A Pompéi, des fouilles mettent au jour une boulangerie-prison et racontent les conditions de travail dans l’Antiquité

Après de nouvelles excavations dans une maison, le site italien ajoute une pièce à la compréhension de la vie quotidienne de l’époque antique. Des détails permis par l’éruption qui a tout figé et conservé.
La boulangerie-prison découverte à Pompéi. ( Parco archeologico di Pompei/Reuters)
publié le 9 décembre 2023 à 15h28

Après la fresque inédite d’une pizza ou encore une chambre d’esclaves intrigante, les fouilles de Pompéi livrent un nouveau trésor en 2023. Des archéologues ont mis au jour une «boulangerie-prison» dans la cité antique de Pompéi, détruite en l’an 79 avant Jésus-Christ par l’éruption du Vésuve. Des esclaves enfermés, des ânes aux yeux bandés dans un espace confiné… les excavations menées dans une maison de la Regio IX ont permis de découvrir «une pièce étroite sans vue extérieure, dotée de petites fenêtres avec des barreaux en fer pour laisser passer la lumière», a annoncé dans un communiqué le site situé près de Naples, dans le sud de l’Italie. C’est l’une des 36 boulangeries connues à ce jour sur le site archéologique, deuxième destination touristique la plus visitée d’Italie après le Colisée de Rome.

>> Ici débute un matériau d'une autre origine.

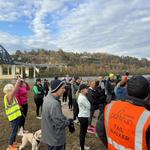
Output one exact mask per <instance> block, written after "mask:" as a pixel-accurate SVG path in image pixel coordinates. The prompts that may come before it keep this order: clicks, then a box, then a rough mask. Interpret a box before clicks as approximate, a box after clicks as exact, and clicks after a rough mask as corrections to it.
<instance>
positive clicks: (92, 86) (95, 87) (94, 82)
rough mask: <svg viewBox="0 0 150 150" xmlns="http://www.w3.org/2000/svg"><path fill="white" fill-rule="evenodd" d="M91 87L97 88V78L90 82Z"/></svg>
mask: <svg viewBox="0 0 150 150" xmlns="http://www.w3.org/2000/svg"><path fill="white" fill-rule="evenodd" d="M90 87H91V88H92V89H95V88H96V87H97V85H96V81H95V80H93V81H91V82H90Z"/></svg>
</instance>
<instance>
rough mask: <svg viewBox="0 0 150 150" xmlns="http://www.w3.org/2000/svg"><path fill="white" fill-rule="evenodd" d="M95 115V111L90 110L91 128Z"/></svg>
mask: <svg viewBox="0 0 150 150" xmlns="http://www.w3.org/2000/svg"><path fill="white" fill-rule="evenodd" d="M94 113H95V110H93V109H91V110H90V118H89V126H91V125H92V118H93V116H94Z"/></svg>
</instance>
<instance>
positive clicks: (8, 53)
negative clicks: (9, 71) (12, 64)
mask: <svg viewBox="0 0 150 150" xmlns="http://www.w3.org/2000/svg"><path fill="white" fill-rule="evenodd" d="M0 64H11V65H12V64H14V61H13V60H12V58H11V56H10V55H9V53H8V52H7V50H6V49H5V48H4V47H3V46H2V45H0Z"/></svg>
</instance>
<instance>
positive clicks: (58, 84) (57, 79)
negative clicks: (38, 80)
mask: <svg viewBox="0 0 150 150" xmlns="http://www.w3.org/2000/svg"><path fill="white" fill-rule="evenodd" d="M64 84H65V82H64V81H61V80H58V79H57V80H53V81H52V82H51V93H55V92H56V91H58V90H59V89H60V88H61V87H62V86H63V85H64Z"/></svg>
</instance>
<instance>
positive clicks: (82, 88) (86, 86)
mask: <svg viewBox="0 0 150 150" xmlns="http://www.w3.org/2000/svg"><path fill="white" fill-rule="evenodd" d="M83 89H88V86H87V85H86V84H81V85H80V86H79V92H81V90H83Z"/></svg>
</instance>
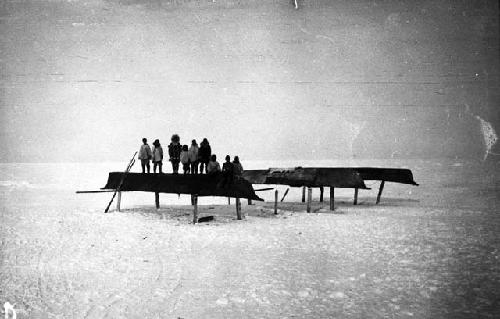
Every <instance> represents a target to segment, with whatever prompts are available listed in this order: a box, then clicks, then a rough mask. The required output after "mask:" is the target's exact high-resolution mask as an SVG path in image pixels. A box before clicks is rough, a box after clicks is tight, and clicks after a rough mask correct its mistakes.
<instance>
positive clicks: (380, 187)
mask: <svg viewBox="0 0 500 319" xmlns="http://www.w3.org/2000/svg"><path fill="white" fill-rule="evenodd" d="M384 185H385V181H382V182H381V183H380V188H379V189H378V195H377V204H378V203H380V196H382V191H383V190H384Z"/></svg>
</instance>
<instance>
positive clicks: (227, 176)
mask: <svg viewBox="0 0 500 319" xmlns="http://www.w3.org/2000/svg"><path fill="white" fill-rule="evenodd" d="M168 155H169V161H170V163H171V164H172V171H173V173H174V174H178V173H179V164H182V170H183V171H184V174H189V173H191V174H198V173H199V174H203V171H204V170H205V172H206V174H215V173H217V172H222V174H223V175H224V177H225V178H224V180H225V181H229V182H232V179H233V177H234V176H241V175H242V174H243V166H241V163H240V160H239V158H238V156H235V157H234V160H233V162H231V157H230V156H229V155H227V156H226V162H225V163H224V164H223V165H222V169H221V167H220V164H219V162H217V156H216V155H215V154H212V149H211V147H210V143H209V142H208V140H207V139H206V138H204V139H203V141H202V142H201V143H200V146H198V143H197V142H196V140H192V141H191V146H189V148H188V146H187V145H181V143H180V137H179V135H177V134H174V135H172V138H171V139H170V144H169V145H168ZM138 158H139V159H140V160H141V167H142V172H143V173H146V171H147V172H148V173H149V172H150V161H152V162H153V173H156V169H157V168H158V172H159V173H160V174H161V173H163V171H162V166H163V148H162V147H161V144H160V140H158V139H156V140H155V141H154V142H153V146H152V147H149V144H148V140H147V139H146V138H143V139H142V145H141V148H140V149H139V156H138Z"/></svg>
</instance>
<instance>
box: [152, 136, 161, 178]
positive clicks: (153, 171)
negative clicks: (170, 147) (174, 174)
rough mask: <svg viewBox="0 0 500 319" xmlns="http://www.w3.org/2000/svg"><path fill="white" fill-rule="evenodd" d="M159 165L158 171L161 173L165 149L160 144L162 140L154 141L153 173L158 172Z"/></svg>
mask: <svg viewBox="0 0 500 319" xmlns="http://www.w3.org/2000/svg"><path fill="white" fill-rule="evenodd" d="M157 166H158V168H159V169H158V172H159V173H160V174H161V173H163V172H162V171H161V167H162V166H163V149H162V148H161V145H160V140H155V141H154V142H153V173H156V167H157Z"/></svg>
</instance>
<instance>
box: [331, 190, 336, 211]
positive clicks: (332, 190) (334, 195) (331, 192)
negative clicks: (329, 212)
mask: <svg viewBox="0 0 500 319" xmlns="http://www.w3.org/2000/svg"><path fill="white" fill-rule="evenodd" d="M330 210H335V188H334V187H331V186H330Z"/></svg>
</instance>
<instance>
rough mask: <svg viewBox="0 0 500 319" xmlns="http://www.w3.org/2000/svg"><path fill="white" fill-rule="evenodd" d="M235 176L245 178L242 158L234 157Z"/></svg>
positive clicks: (233, 164)
mask: <svg viewBox="0 0 500 319" xmlns="http://www.w3.org/2000/svg"><path fill="white" fill-rule="evenodd" d="M233 168H234V176H243V166H242V165H241V163H240V158H239V157H238V156H235V157H234V160H233Z"/></svg>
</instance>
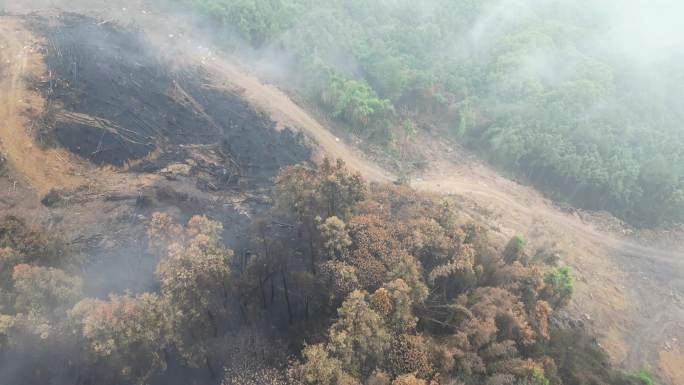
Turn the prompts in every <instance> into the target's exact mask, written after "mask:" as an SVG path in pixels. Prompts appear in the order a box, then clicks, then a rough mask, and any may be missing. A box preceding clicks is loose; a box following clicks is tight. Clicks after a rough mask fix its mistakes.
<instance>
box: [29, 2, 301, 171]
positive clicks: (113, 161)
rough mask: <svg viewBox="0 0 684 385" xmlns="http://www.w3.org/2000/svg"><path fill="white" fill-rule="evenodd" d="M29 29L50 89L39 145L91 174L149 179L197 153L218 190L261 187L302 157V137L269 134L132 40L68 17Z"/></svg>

Des «gravures au sol pour coordonner le mouvement des animaux»

Les archéologues ont conclu à la présence d’une «boulangerie-prison, où les esclaves et les ânes étaient enfermés et exploités pour moudre le grain nécessaire à la production du pain». Les recherches ont aussi révélé la présence de «gravures au sol pour coordonner le mouvement des animaux, obligés de tourner pendant des heures avec les yeux bandés».

Construite à partir du IIe siècle avant J.-C., la maison, alors en cours de rénovation, était «divisée – comme c’est souvent le cas – en un secteur résidentiel orné de fresques raffinées et une zone de production destinée ici à la fabrication du pain», ajoute le communiqué. Dans l’une des pièces de la boulangerie, trois squelettes avaient déjà été retrouvés ces derniers mois, confirmant que la maison était habitée. Une mangeoire offrant de la place pour six ou sept animaux était également présente, les ânes qui déplaçaient les meules devant passer leur vie essentiellement entre cet endroit et leur lieu de travail, dans l’obscurité. Ces conclusions sont facilitées par la cendre volcanique crachée il y a deux mille ans par le Vésuve qui s’est sédimentée sur la plupart des habitations de Pompéi, ce qui a permis de les préserver presque intégralement, tout comme nombre des corps des 3 000 morts que causa la catastrophe.

«Chaîne de montage avant l’heure»

«Il faut imaginer la présence de personnes au statut servile dont le propriétaire a ressenti le besoin de restreindre la liberté de mouvement», souligne le directeur du site de Pompéi, Gabriel Zuchtriegel, dans un article scientifique. Qui ajoute : «C’est l’aspect le plus choquant de l’esclavage antique, celui dépourvu à la fois de relations de confiance et de promesses d’affranchissement, où on était réduit à la violence brutale, une impression entièrement confirmée par la sécurisation des fenêtres avec des barreaux de fer.»

«Contrairement à la villa de Civita Giuliana, où le contrôle des domestiques semble avoir été obtenu par des formes de surveillance mutuelle plutôt que par des barrières physiques, rappelle Gabriel Zuchtriegel, la boulangerie de la Regio IX revêt donc les caractéristiques d’une véritable prison, qui d’ailleurs s’accorde bien avec l’image offerte par […] les sources antiques, qui s’accordent pour décrire le travail dans les boulangeries comme l’un des plus épuisants qui puissent arriver à un être humain, réduit en esclavage, comme à un animal.» Le directeur du site archéologique souligne même «un degré de rationalisation qui en fait presque une chaîne de montage [comme dans une usine des deux derniers siècles, ndlr] avant l’heure, avec l’intention évidente de minimiser le gaspillage d’énergie grâce à la réduction des itinéraires et des déplacements, mais aussi grâce à l’exploitation maximale de la main-d’œuvre humaine et animale».